Anleihen-Kolumne: Wie hängt die Entwicklung europäischer Staatsanleihen mit Minibonds zusammen?

Mittwoch, 20. Februar 2019


Kolumne des Asset Management Teams der Steubing AG:

Mittlerweile ist es auch zu den letzten Zinsoptimisten durchgedrungen: So gut wie Niemand glaubt mehr an eine Leitzinserhöhung der EZB in diesem Jahr. Die Märkte werden momentan durchgeschüttelt – keiner spricht mehr von einem guten europäischen Wachstum. Selbst für die Lokomotive Deutschland wird ein Wert von knapp über 1 % prognostiziert und man muss kein gallischer Seher sein, um zu erkennen, dass auch diese Annahme auf tönernen Füßen steht. Im letzten Quartal 2018 gab es in Deutschland ein Nullwachstum. Mal sehen, wie es weiter geht.

In Großbritannien sollte man hoffen, dass nach dem Brexit für die anderen europäischen Staaten nicht zu große nicht heilbare Wunden entstehen. Sonst könnte es für das stolze Albion richtig übel werden. Italien ist in der zweiten Jahreshälfte 2018 in die Rezession gerutscht. Dennoch will die italienische Regierung weiterhin an ihrer Verschuldungspolitik festhalten. Staatliche Interventionen im Bankensektor werden gegen europäische Absprachen weiter durchgeführt. Übrigens: Mario Draghi unserem EZB Präsidenten sei Dank. Als Gouverneur der italienischen Notenbank hat er sich dafür ausgesprochen, dass viele Kleinanleger ihre Altersvorsorge in Aktien von italienischen Banken investiert haben. Wenn also heute erst das Eigenkapital zur Rettung von italienischen Banken heranziehen würde, wären direkt viele Wähler betroffen. Möglicherweise würde dies die separatistischen Bestrebungen einzelner politischen Gruppierungen noch weiter unterstützen.

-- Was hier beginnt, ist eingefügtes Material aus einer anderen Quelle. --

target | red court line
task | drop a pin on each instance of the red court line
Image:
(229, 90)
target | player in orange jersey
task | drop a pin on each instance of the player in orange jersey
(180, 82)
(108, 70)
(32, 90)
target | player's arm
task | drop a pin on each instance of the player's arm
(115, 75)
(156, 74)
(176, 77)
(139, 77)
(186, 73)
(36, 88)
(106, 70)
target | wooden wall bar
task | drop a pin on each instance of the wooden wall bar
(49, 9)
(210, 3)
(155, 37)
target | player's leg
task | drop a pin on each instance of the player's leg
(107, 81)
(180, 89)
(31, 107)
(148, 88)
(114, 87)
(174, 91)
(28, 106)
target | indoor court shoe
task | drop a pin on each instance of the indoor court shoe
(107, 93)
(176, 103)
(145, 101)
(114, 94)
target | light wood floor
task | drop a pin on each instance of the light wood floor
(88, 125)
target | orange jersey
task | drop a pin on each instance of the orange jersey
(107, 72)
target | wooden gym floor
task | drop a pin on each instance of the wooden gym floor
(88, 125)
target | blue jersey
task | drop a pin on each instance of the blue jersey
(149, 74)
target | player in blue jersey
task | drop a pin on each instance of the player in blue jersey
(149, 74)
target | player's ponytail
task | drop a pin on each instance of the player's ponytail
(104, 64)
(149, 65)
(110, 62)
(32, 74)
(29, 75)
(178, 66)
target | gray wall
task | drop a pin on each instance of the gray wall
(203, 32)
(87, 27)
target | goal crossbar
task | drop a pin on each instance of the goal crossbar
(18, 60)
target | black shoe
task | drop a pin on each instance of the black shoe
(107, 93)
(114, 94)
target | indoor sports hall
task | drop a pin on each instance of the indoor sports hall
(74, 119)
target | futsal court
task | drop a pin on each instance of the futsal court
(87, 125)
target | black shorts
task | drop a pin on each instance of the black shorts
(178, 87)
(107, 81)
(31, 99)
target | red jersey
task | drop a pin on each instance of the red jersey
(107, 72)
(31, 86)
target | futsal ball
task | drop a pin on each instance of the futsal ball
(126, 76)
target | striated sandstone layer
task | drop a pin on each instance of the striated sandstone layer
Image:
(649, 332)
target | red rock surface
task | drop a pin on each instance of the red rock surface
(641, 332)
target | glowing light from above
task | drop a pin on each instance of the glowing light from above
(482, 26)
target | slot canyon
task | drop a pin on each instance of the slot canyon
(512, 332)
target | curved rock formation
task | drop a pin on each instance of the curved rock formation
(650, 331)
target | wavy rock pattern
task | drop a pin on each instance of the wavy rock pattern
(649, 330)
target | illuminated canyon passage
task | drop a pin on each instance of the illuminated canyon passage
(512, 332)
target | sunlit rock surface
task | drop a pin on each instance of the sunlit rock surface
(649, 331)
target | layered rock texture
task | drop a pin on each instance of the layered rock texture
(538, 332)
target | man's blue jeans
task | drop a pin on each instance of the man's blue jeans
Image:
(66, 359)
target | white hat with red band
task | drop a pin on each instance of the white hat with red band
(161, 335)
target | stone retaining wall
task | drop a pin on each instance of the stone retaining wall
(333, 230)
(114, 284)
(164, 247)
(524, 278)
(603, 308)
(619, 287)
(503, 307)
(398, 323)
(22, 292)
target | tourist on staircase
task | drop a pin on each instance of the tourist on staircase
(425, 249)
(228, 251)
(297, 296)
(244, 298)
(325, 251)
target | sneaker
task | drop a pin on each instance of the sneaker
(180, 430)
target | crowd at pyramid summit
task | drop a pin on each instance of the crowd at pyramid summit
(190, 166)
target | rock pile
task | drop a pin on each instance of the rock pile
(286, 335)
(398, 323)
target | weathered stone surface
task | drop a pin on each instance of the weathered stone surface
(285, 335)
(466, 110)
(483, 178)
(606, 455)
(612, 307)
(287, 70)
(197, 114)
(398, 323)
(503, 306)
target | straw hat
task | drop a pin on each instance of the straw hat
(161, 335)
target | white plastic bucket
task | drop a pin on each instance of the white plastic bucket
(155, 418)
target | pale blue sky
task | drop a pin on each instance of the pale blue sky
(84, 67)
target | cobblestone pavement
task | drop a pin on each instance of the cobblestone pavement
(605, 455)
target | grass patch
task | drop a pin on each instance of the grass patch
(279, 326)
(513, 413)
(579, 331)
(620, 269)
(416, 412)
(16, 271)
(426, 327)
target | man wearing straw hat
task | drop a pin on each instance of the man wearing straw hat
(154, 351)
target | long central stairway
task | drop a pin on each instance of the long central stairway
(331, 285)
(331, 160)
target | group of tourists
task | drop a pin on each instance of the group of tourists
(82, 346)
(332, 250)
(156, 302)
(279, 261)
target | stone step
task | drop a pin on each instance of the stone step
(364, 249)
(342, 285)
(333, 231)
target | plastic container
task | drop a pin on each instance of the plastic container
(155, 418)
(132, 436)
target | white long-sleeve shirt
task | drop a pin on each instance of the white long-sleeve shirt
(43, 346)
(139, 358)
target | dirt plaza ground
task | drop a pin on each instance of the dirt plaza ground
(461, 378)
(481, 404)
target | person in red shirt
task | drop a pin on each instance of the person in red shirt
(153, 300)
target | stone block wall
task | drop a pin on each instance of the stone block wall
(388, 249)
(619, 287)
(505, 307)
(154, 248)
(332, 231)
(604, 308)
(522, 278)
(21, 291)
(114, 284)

Dennoch sind die Auswirkungen für europäische Staatsanleihen fast unüberschaubar. Italien steht kurz vor einem Junk-Rating. Wenn dies geschieht, dann müssen sich große internationale Staatsfonds, Banken im Depot A Bereich und auch große Pensionskassen von diesen Papieren trennen. Die EZB hat zwar im Sommer letzten Jahres versprochen keine weiteren Staatsanleihen zu kaufen, kann aber fällig werdende Gelder wieder neu investieren. Um Italien nicht noch weiter zu destabilisieren, wird die EZB – so unsere Prognose – sich mit italienischen Staatsanleihen noch weiter vollpumpen. Ein unglückliches Perpetuum Mobile. Gleichzeitig wird die Rendite für deutsche Staatsanleihen noch niedriger.

Wie hängt die Entwicklung europäischer Staatsanleihen mit Minibonds zusammen?

Heißt das dann dementsprechend auch, dass die Kupons der KMU-Anleihen sinken? Können sich Emittenten jetzt freuen? Es kommt immer ganz auf die Betrachtungsweise an: Leider nein – Glücklicherweise nein.

Leider nein: Minibonds sind einfach zu klein, als dass größere Fonds darin investieren dürfen. Laut den Statuten dürfen viele Asset Manager unter 10% eines Einzeltitels bleiben. Das hieße häufig unter 2,5 Millionen Euro. Dafür lohnt sich kein Research. Kleinere institutionelle Investoren sind mittlerweile in ihren Büchern ans Limit gekommen und können nur noch vereinzelt investieren. Insofern ist auch dieser Investorenkreis kompliziert. Emittenten müssen sich auch zukünftig strecken, um eine Platzierung vornehmen zu können.

Glücklicherweise Nein: Minibonds bieten zumeist keine Sicherheit und haben ein deutlich höheres Ausfallrisiko. Außerdem ist häufig der Wunsch nach Fremdkapitalaufnahme dem geschuldet, dass der Unternehmer und Eigentümer bei einer eigentlich risikobezogenen sinnvolleren Eigenkapitalaufnahme glaubt, seine unternehmerische Freiheit zu verlieren. Deswegen muss zumindest über einen ordentlichen Kupon sicher gestellt werden, dass das emittierende Unternehmen nicht einfach nur mit dem Markt schwimmt. Dies konnten wir bis ins Jahr 2014 hinein beobachten.

Kurz und prägnant: Wie hängt also die Entwicklung europäischer Staatsanleihen mit Minibonds zusammen? So gut wie gar nicht.